The battle between Mayor Tom Henry and Republican challenger Paula Hughes got feisty last week.
Not surprisingly, neither website offered a flattering view of the opposition. In general, each tried to paint the opponent as a tax-happy politician.
The debate intensified after local Democrats challenged the accuracy of the GOP site.
Democratic Chairman Mike Bynum sent a letter to local GOP Chairman Steve Shine on Tuesday asking him to take down the site www.therealtomhenry.com until all the information posted could be properly vetted.
In your attempt to attack a well liked, well respected Mayor, you failed to check your facts. We call on you to take the site down until such time as you can verify what information you are promoting to the public and to be sure your arguments are factual, he wrote.
The argument in question states that Henry proposed a whopping 34 percent property tax increase for his first budget as mayor.

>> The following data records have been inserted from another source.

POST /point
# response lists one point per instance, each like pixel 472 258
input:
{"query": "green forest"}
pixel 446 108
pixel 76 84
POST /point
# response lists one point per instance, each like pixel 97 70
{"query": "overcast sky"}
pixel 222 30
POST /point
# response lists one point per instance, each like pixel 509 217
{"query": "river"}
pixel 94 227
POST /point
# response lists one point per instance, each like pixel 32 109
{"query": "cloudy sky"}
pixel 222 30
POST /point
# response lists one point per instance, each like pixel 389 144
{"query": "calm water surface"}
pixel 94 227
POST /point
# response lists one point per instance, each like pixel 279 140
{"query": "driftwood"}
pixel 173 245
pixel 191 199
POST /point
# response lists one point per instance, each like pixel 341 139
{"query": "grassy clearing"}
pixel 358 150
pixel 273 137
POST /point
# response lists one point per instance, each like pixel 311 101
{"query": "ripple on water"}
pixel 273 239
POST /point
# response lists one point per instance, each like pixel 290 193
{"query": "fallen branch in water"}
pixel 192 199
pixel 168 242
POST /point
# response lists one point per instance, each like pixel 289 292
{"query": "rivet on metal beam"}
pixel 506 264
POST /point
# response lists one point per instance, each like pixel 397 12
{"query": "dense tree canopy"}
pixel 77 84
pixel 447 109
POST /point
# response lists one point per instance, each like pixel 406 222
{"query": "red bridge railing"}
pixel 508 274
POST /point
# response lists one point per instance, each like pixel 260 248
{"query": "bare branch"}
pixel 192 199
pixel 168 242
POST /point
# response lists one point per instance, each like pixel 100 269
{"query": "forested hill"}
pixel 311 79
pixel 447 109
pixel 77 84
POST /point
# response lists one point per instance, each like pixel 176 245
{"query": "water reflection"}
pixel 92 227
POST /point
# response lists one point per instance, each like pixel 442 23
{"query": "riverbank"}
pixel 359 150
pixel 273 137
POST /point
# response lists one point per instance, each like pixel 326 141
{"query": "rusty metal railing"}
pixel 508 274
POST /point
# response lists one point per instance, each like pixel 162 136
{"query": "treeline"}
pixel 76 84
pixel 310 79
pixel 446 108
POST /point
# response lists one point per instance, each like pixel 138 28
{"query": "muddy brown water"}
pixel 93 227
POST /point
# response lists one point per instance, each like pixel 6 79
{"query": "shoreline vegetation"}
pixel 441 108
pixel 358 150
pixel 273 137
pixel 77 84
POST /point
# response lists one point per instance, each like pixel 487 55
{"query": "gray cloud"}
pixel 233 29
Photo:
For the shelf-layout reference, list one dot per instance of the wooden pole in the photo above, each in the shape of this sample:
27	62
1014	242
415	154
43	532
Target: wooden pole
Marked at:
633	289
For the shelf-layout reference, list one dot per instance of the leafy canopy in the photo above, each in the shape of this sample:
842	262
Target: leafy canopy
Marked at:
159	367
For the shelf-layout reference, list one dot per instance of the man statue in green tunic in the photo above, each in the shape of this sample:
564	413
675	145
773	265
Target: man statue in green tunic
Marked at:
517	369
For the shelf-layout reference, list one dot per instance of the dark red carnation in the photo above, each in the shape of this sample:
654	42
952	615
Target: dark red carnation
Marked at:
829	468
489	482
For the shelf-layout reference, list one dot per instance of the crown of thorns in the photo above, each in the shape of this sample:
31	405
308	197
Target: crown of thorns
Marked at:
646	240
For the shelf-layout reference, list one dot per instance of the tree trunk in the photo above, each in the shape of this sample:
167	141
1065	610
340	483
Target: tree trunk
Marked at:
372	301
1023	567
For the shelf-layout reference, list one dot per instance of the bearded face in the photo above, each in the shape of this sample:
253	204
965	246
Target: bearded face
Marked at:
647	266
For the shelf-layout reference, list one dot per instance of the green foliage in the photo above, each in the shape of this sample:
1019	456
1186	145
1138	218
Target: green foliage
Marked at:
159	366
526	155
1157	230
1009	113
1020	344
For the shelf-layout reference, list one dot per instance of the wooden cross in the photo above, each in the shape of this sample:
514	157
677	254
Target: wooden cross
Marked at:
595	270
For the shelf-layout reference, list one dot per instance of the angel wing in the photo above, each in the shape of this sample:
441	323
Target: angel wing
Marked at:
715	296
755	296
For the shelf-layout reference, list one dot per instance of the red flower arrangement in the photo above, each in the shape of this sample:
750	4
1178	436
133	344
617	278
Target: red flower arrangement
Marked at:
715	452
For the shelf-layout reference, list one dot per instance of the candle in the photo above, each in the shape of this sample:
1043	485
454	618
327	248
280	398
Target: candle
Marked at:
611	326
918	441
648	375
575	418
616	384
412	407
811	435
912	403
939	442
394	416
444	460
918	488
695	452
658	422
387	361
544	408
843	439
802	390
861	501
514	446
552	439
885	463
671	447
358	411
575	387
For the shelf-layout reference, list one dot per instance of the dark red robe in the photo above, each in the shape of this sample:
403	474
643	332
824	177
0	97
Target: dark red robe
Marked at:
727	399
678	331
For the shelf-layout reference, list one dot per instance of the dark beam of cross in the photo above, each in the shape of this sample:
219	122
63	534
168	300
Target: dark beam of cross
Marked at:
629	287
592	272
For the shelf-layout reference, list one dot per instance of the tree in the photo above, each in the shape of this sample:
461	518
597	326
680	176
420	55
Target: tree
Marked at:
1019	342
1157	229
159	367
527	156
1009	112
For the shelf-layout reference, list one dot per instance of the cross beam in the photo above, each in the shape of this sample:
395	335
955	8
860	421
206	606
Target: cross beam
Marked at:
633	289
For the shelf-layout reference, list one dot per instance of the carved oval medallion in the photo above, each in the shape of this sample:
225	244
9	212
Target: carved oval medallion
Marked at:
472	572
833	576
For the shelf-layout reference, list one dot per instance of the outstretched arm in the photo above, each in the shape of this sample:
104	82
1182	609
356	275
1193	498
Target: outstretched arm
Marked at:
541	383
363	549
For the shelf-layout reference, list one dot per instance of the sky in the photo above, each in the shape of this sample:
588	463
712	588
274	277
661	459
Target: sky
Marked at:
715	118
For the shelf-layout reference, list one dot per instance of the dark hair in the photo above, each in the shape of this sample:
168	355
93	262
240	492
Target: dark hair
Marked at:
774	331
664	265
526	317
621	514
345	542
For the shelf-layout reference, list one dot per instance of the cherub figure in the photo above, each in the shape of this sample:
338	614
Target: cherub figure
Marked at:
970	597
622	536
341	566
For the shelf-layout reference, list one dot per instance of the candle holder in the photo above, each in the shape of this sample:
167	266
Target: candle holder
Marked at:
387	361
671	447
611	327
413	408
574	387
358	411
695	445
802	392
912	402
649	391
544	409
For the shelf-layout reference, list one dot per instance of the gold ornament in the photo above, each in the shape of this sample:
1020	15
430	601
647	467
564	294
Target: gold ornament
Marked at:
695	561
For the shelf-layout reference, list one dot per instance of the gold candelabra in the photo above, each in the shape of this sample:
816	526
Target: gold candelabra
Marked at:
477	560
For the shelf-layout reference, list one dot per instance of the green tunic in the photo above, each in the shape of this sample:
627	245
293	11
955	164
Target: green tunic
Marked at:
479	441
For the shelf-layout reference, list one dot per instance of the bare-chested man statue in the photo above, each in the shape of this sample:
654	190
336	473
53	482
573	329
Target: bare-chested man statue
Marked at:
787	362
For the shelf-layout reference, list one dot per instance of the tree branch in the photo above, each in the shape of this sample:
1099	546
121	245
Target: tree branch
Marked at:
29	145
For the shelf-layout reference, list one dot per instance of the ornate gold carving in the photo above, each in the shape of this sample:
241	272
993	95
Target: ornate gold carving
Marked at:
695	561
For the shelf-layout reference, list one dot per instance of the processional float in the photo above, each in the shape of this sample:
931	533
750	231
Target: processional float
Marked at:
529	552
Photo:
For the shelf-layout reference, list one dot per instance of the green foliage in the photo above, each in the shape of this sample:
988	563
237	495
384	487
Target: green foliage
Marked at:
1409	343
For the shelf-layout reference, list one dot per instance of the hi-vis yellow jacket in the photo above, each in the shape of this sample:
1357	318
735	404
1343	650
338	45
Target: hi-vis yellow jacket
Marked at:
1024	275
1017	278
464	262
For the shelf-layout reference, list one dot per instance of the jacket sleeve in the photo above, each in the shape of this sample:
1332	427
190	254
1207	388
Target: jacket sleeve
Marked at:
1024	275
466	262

The statement originally cited only a story from The News-Sentinel, which doesn’t include such information. It does say, Roller presented to council in October the $134 million budget; however, with public safety-related items included, the spending plan goes up to $180.55 million.
While $180 million is 34 percent higher than $134 million, the two numbers do not represent an increase in the proposed budget. Instead, one represents the total budget amount, and the smaller one represents the portion backed by property taxes.
Later Wednesday, Shine admitted that a formatting error on the website may have caused some confusion. The bullet point now also references a story from The Journal Gazette stating that the 2009 budget was estimated to raise property tax rates by 34 percent. The story also said, however, that homeowners would be paying less on their tax bills because of protections given to them by the state.
In reality, the budget raised tax rates by 15.8 percent.
Zoeller to hopefuls: Hold the robo-calls
Indiana Attorney General Greg Zoeller has put political candidates on notice: Don’t robo-call Hoosiers.
In a recent letter to political parties, Zoeller stressed the importance of respecting Indiana’s auto dialer law. This law restricts the use of technology that automatically dials residential phone numbers and plays prerecorded messages – an activity known as robo-calling.
The message to political parties and candidates is quite simple, but I want it to be clear; respect Hoosiers’ privacy, respect our laws – do not robo-call, Zoeller said.
Campaigns and political groups are allowed to make robo-calls to households only if the recipient opts to receive such calls. Disregarding the law can result in the attorney general filing a lawsuit seeking civil penalties up to $5,000 per violation.
Last year, Indiana political party leaders signed a pledge crafted by Zoeller that disavowed robo-calls and urged candidates to refrain from using such tactics. Because of the Treaty of 2010, Zoeller said his office saw a significant decline in the number of robo-call complaints.
Hoosiers who believe they have been robo-dialed can file a complaint with the Attorney General’s Consumer Protection Division online at www.indianaconsumer.com or by calling 1-888-834-9969.
Plans under way for Daniels portrait
The Indiana State Museum is seeking an artist to create Gov. Mitch Daniels’ official portrait.
The 42-inch-by-32-inch oil or acrylic portrait will be placed among the state’s collection. Portraits of Daniels’ predecessors are hung around the Statehouse.
It is slated to be unveiled in December 2012, shortly before Daniels’ term runs out.
Applications are available at www.indianamuseum.org/portrait and are due by Oct. 14. Finalists are required to meet with the selection committee and present one or two authentic pieces of their work in November.
To be considered, artists are required to be a resident or native of Indiana, with a preference given to current residents.
Council candidate pushing salary cuts
A Democratic City Council candidate appears to be jumping on an idea proposed by the Republican mayoral nominee: slashing salaries.
Steve Shafer this week announced he wants to save money by dramatically reducing the salaries of council members. Shafer is running against Councilman Tom Smith, R-1st, for the northeast city district.
Shafer said salaries should be reduced to $1 with a $100 per diem added for each meeting attended. Council members currently earn $21,414 annually for the part-time work. But they are allowed to obtain city health insurance.
I urge City Council to bite the bullet’ and make these changes in their budget, he said in a written statement. If not, I will introduce an amendment to the Salary Ordinance when I am elected.
Salaries for elected officials must be set in the previous year, so if Shafer wins election, he wouldn’t be able to change the 2012 pay of council members. The total of all council salaries accounts for about 0.1 percent of the city’s total budget.
Republican mayoral nominee Paula Hughes has campaigned on slashing the mayor’s salary.